Бронзовая Жница

22
18
20
22
24
26
28
30

«Похорони. Отпусти к Схаалу. И я уйду…»

Призраки звучали все похоже — призрачно, неосязаемо, и было не понять, мужчина говорит или женщина, если не знать наверняка. Но Эйре было неважно.

— Хорошо, — вздохнула она. — Я сделаю. Проверю Лордские Склепы следующей ночью.
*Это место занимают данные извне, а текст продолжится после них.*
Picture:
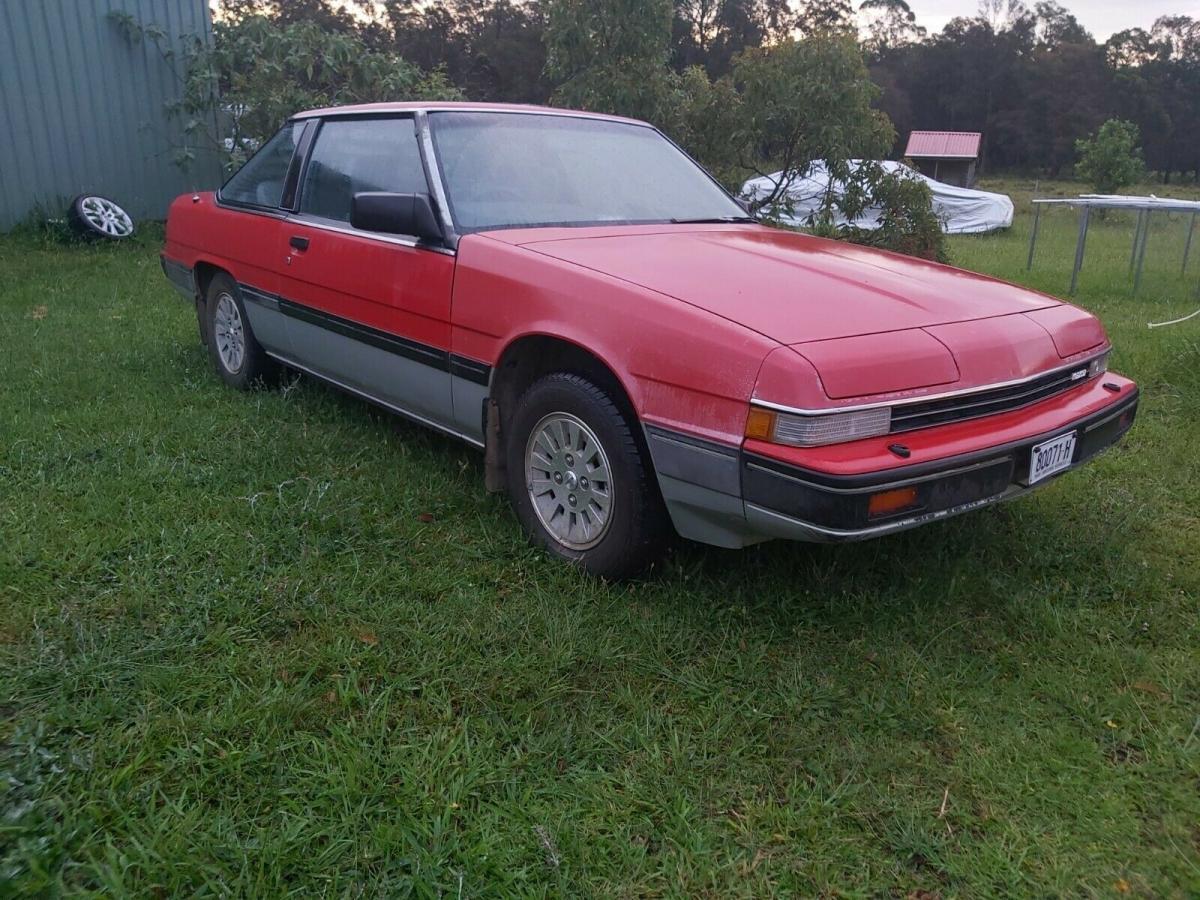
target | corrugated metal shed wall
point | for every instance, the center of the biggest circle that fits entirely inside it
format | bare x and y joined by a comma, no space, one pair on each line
82,108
Но она уже не услышала ответа. Голоса иссякли.

«Действие змееголовника закончилось».

Сил не было, но всё же она решилась обойти жуткий навал мёртвых тел и отыскала те, что уже срослись с землёй. На них влажно блестели те самые грибы кадаврики.
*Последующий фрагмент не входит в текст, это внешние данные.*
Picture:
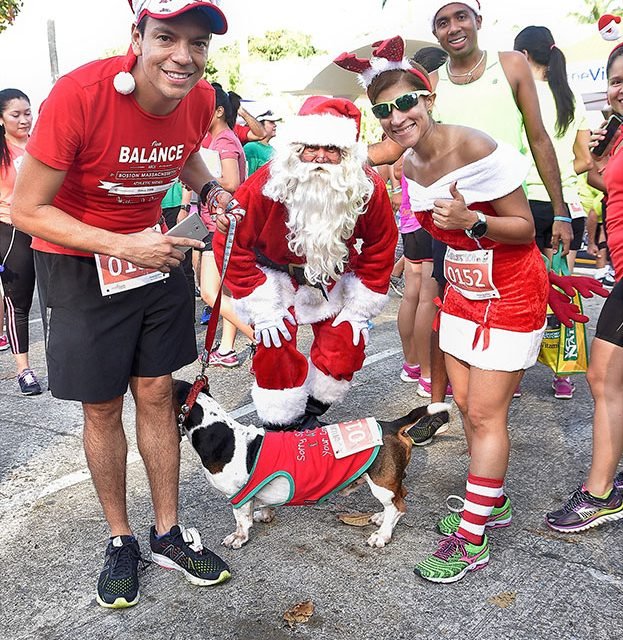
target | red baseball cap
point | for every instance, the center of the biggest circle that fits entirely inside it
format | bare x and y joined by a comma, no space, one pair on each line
163,9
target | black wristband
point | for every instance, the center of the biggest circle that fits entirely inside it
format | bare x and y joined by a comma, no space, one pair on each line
207,187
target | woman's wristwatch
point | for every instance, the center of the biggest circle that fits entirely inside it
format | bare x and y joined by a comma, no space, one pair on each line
479,228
Она вздохнула и сорвала несколько. На вкус они были отвратительны, как подошва от сапога. Но они росли из мёртвой плоти. А значит, это был подарок Бога Горя. Эйра собрала десяток; поворошила остальные, чтобы те осыпались и проросли вновь; и отправилась обратно вверх по тропе.
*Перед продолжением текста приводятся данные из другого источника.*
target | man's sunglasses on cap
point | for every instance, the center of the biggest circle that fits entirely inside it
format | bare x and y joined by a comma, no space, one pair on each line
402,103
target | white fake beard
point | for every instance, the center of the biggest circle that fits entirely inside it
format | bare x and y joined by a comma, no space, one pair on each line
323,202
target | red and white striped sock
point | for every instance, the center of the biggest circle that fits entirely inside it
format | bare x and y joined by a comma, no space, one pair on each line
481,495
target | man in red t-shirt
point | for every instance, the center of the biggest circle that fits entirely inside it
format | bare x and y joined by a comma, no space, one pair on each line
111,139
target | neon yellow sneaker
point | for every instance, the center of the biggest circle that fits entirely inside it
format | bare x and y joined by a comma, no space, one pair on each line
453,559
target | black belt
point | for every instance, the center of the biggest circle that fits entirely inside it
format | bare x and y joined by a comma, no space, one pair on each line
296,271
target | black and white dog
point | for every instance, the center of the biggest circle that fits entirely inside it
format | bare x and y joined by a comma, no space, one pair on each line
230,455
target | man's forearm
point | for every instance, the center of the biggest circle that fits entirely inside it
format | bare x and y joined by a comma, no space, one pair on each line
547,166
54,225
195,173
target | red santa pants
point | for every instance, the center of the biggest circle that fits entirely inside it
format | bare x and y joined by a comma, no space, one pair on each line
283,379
Обошла, задумчиво рассмотрев, огромные собачьи следы в грязи. Даже приложила руку к одному из них и убедилась, что отпечаток лапы больше её обеих ладоней.

«Гьеналы — горбатые псы-падальщики, бродят тут и выискивают среди тел что-нибудь себе по вкусу», — подумала она. — «Метисы с обычными собаками бегают по городу, но в лесу встречаются огромные экземпляры. Какого размера этот? С лошадь высотой? Жуть».

Хорошо, что дикие гьеналы, непривычные к людям, довольствовались оленьей падалью и не приближались к черте Брезара. В Брезе жили мускусные кабарги — маленькие олени с забавно торчащими вниз клыками. Их было много, как и грызунов, и горных козлов, и даже яков; и, покуда люди не истребили всех травоядных в долине, гьеналы не должны были проявлять слишком ярый интерес к местным жителям.

У поворота дороги она обернулась, чтобы амулетом из ключей и бузины прочертить линию меж собой и кладбищем.

— Ухожу, отгоняя протянутые ваши руки, разрывая с вами всякую связь и оставляя вас позади, — произнесла она. Этому её тоже не учили, но для собственного успокоения она привыкла разделять свою мирскую жизнь и кладбищенскую.

После чего побрела назад в «Дом культуры».

На тёмных улицах было неспокойно. И, когда она шла, за ней увязался какой-то странный тип, что, пошатываясь, следовал за ней от угла к углу.

Эйре это было знакомо. Она сжала рукоять своего орудия — костяного кинжала, старинного подарка, что держала в рукаве во время своих походов — и не боялась, что он догонит её.

Мужчинам от неё было надо одно. Дождавшись, когда они, охваченные похотью, полезут ей под подол рясы, она была готова нанести удар. Это было буднично настолько, что даже не сохранялось в памяти.

Она вернулась уже тогда, когда многие из девушек давно спали. Некоторые, впрочем, оставались у мужчин до утра, поэтому они явились бы позже. Эйра спрятала лопату на заднем дворе, у уборной, потом нагрела себе воды на огне и отмылась в общей ванной. Она тёрла себя мочалкой так сильно, что, иногда заставая её за этим делом, Ехидная смеялась, что она сотрёт с себя всю свою черноту.

Но если чему Эйру и научил схаалитский монастырь, так это тому, что всякий, кто желает жить долго, должен после всяких дел с мертвецами как следует намылиться и руки вытереть джином, иначе это ничем хорошим не закончится.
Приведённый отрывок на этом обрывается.